I am posting my work on the medical insurance project. It was a fun experience and I got to make use of some topics learned in the Codecademy courses. This work took me about one evening, let’s say 4-5h. I don’t remember exactly.
I took the chance to experiment with graphical representations since I find this the easiest and most fun way to deal with exploratory data analyses. I did find an interesting feature about the data but I couldn’t manage to find what was causing it.
If anyone here has an idea please leave a reply!
Also, any feedback on the project is welcome!
Cheers
1 Like
Some thoughts after review:
-
You imported Pandas, so why not just use that to load the dataset and to inspect it, rather than the csv library? (It’s great that you know how to write functions though.) You could look at the first 5 rows (or 10 like you’ve done) or so and that way, you won’t have a huge wall of text (1338 rows of data) for people to scroll through to get to the rest of your analysis. I almost missed the part where you did use Pandas b/c I was constantly scrolling to get to the next cell in the notebook.
-
You’re looking at potential correlations here with this EDA (descriptive stats). You haven’t done any significance testing (inferential stats). So, in your readme
file, this: “This exploratory data analysis looks at correlations between…” Should say, “potential correlations”. Same w/your notebook. And, remember: correlation ≠ causation.
-
You could do a df.info()
and see the types of data:
RangeIndex: 1338 entries, 0 to 1337
Data columns (total 7 columns):
# Column Non-Null Count Dtype
--- ------ -------------- -----
0 age 1338 non-null int64
1 sex 1338 non-null object
2 bmi 1338 non-null float64
3 children 1338 non-null int64
4 smoker 1338 non-null object
5 region 1338 non-null object
6 charges 1338 non-null float64
dtypes: float64(2), int64(2), object(3)
It also might be better to keep age and children as int64 dtype. It’s up to you. I guess the object
dtype is a little slower and if you’re worried about your computer’s ram, then change it. See here.
df['charges'].mean().round(2)
13270.42
df['charges'].median()
9382.03
Another quick way to see that basic info is by using df.describe()
:
age bmi children charges
count 1338.000000 1338.000000 1338.000000 1338.000000
mean 39.207025 30.663397 1.094918 13270.422265
std 14.049960 6.098187 1.205493 12110.011237
min 18.000000 15.960000 0.000000 1121.873900
25% 27.000000 26.296250 0.000000 4740.287150
50% 39.000000 30.400000 1.000000 9382.033000
75% 51.000000 34.693750 2.000000 16639.912515
max 64.000000 53.130000 5.000000 63770.428010
You can see some outliers in the data with the max and min of the charges column too.
Further,
print(df[df.charges == df.charges.max()])
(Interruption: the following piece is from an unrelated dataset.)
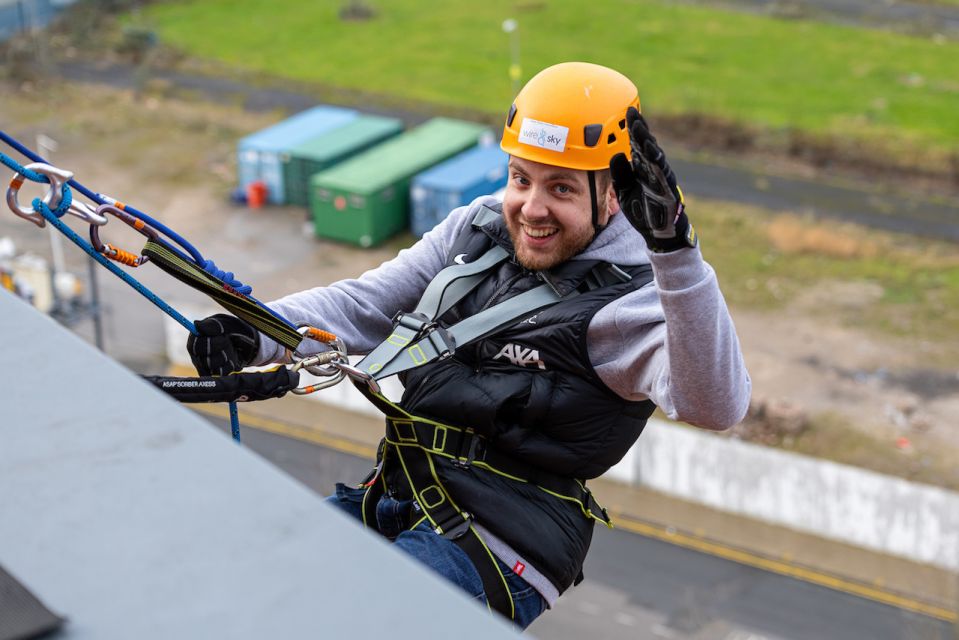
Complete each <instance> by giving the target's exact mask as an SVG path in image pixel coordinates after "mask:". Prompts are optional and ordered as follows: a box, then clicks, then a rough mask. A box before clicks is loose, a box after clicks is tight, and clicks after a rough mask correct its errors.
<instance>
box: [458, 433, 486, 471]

age sex bmi children smoker region charges
543 54 female 47.41 0 yes southeast 63770.42801
print(df[df.charges == df.charges.min()])
age sex bmi children smoker region charges
940 18 male 23.21 0 no southeast 1121.8739
- If you do a basic search online about ‘what affects insurance costs in the US?’ you’ll see that the variables that have the most influence on costs are, age, smoker status, region. One of the first questions that’s asked of someone when they sign up for insurance is, “Do you smoke?”
From the data:
df.sort_values('charges', ascending=False).head(7)
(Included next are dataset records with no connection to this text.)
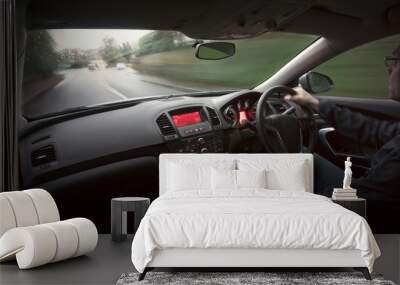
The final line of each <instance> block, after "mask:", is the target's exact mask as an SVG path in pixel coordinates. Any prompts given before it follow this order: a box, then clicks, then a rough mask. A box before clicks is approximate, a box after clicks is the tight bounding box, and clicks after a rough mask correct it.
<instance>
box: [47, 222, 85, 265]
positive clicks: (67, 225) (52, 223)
mask: <svg viewBox="0 0 400 285" xmlns="http://www.w3.org/2000/svg"><path fill="white" fill-rule="evenodd" d="M43 226H44V227H47V228H49V229H51V230H52V231H53V233H54V234H55V236H56V240H57V250H56V252H55V255H54V258H53V259H52V260H51V262H57V261H60V260H64V259H68V258H71V257H73V256H75V253H76V252H77V250H78V243H79V237H78V232H77V231H76V229H75V227H74V226H73V225H71V224H70V223H67V222H65V221H62V222H54V223H48V224H43Z"/></svg>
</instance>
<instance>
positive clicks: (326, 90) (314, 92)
mask: <svg viewBox="0 0 400 285" xmlns="http://www.w3.org/2000/svg"><path fill="white" fill-rule="evenodd" d="M299 84H300V85H301V87H303V88H304V90H306V91H307V92H309V93H312V94H315V93H322V92H326V91H329V90H330V89H331V88H332V86H333V81H332V79H331V78H330V77H329V76H327V75H325V74H322V73H318V72H315V71H310V72H307V73H306V74H304V75H302V76H301V77H300V78H299Z"/></svg>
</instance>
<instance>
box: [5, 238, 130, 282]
mask: <svg viewBox="0 0 400 285" xmlns="http://www.w3.org/2000/svg"><path fill="white" fill-rule="evenodd" d="M132 238H133V236H128V239H127V240H126V241H124V242H120V243H116V242H112V241H111V238H110V235H99V242H98V245H97V248H96V250H95V251H94V252H92V253H91V254H89V255H88V256H81V257H77V258H74V259H69V260H65V261H61V262H58V263H53V264H48V265H45V266H42V267H37V268H34V269H29V270H18V267H17V265H16V262H8V263H2V264H1V265H0V284H1V285H6V284H7V285H8V284H13V285H14V284H115V283H116V282H117V280H118V278H119V277H120V276H121V274H122V273H124V272H132V271H133V270H134V268H133V265H132V262H131V259H130V252H131V250H130V249H131V243H132Z"/></svg>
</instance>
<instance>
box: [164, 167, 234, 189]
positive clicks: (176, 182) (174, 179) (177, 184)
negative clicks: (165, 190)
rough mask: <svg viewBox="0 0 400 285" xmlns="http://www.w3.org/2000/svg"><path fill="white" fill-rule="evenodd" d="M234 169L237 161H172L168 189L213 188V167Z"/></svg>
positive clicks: (224, 168) (170, 168)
age sex bmi children smoker region charges
543 54 female 47.410 0 yes southeast 63770.42801
1300 45 male 30.360 0 yes southeast 62592.87309
1230 52 male 34.485 3 yes northwest 60021.39897
577 31 female 38.095 1 yes northeast 58571.07448
819 33 female 35.530 0 yes northwest 55135.40209
1146 60 male 32.800 0. yes southwest 52590.82939
34 28 male 36.400 1 yes southwest 51194.55914
#you can do the same with min:
df.sort_values('charges', ascending=True).head()
You can do all sorts of EDA w/Pandas. 
Good work. Keep at it.
2 Likes
Hi @lisalisaj
Thanks a lot for your constructive feedback! Indeed, I am rather a beginner so I can not say I know much about the capabilities of pandas. I imported it for a specific purpose and didn’t think to explore what else I could have used it for.
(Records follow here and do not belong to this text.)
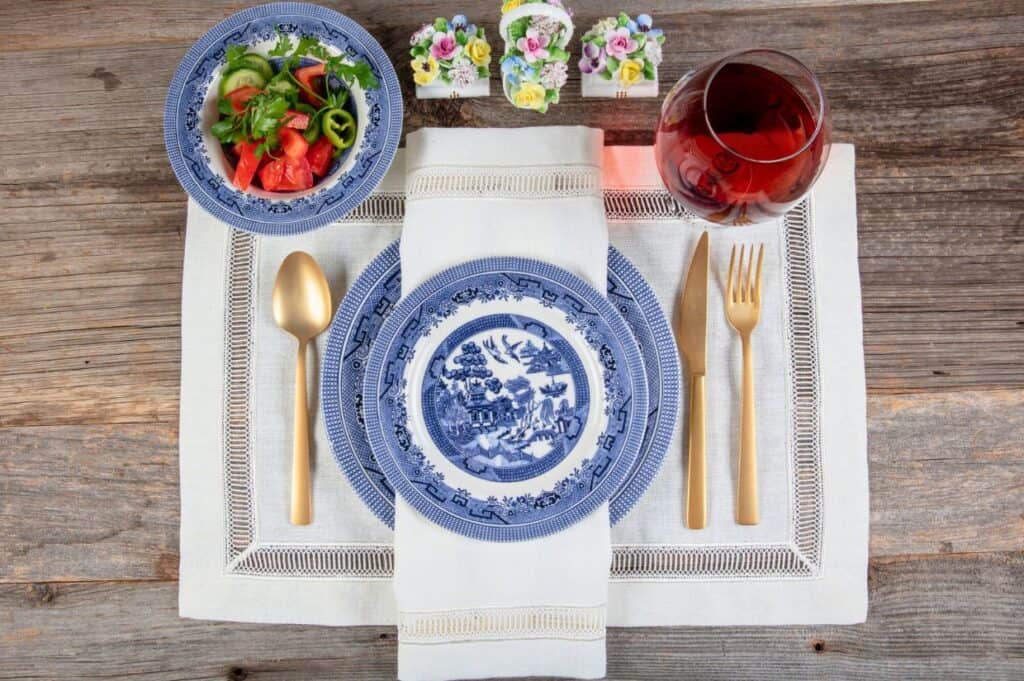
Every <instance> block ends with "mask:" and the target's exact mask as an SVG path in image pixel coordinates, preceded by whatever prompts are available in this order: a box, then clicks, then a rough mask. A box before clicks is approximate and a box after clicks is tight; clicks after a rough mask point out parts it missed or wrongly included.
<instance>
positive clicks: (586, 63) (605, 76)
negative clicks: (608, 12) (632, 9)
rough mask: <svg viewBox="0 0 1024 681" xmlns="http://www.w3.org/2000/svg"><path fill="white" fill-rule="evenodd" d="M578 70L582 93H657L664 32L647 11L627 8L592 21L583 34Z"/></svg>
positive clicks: (631, 95) (587, 93) (593, 93)
mask: <svg viewBox="0 0 1024 681" xmlns="http://www.w3.org/2000/svg"><path fill="white" fill-rule="evenodd" d="M582 42H583V56H582V57H581V59H580V74H581V77H582V83H583V96H585V97H654V96H657V67H658V65H659V63H662V45H663V44H664V43H665V34H664V33H663V32H662V30H660V29H655V28H654V27H653V22H652V19H651V18H650V15H649V14H640V15H638V16H637V17H636V18H635V19H634V18H632V17H631V16H630V15H629V14H627V13H626V12H621V13H620V14H618V16H617V17H614V16H609V17H607V18H603V19H601V20H600V22H598V23H597V24H595V25H594V26H593V27H592V28H591V30H590V31H588V32H587V33H585V34H584V36H583V38H582Z"/></svg>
Regarding the remark about potential correlations, I can definitely see your point. I tried to stay away from making any statements about causations but I honestly wasn’t fully aware of the need to also prove correlations (here I imagine you are referring to measures like the correlation coefficient). It was more a visual observation of points fitting a trend.
Also thank you for the resources provided and overall the effort you put into answering! I appreciate it!
Cheers
2 Likes
YW! 
Yes, correlation, or degree to which two variables are related. Pearson’s correlation is one of them.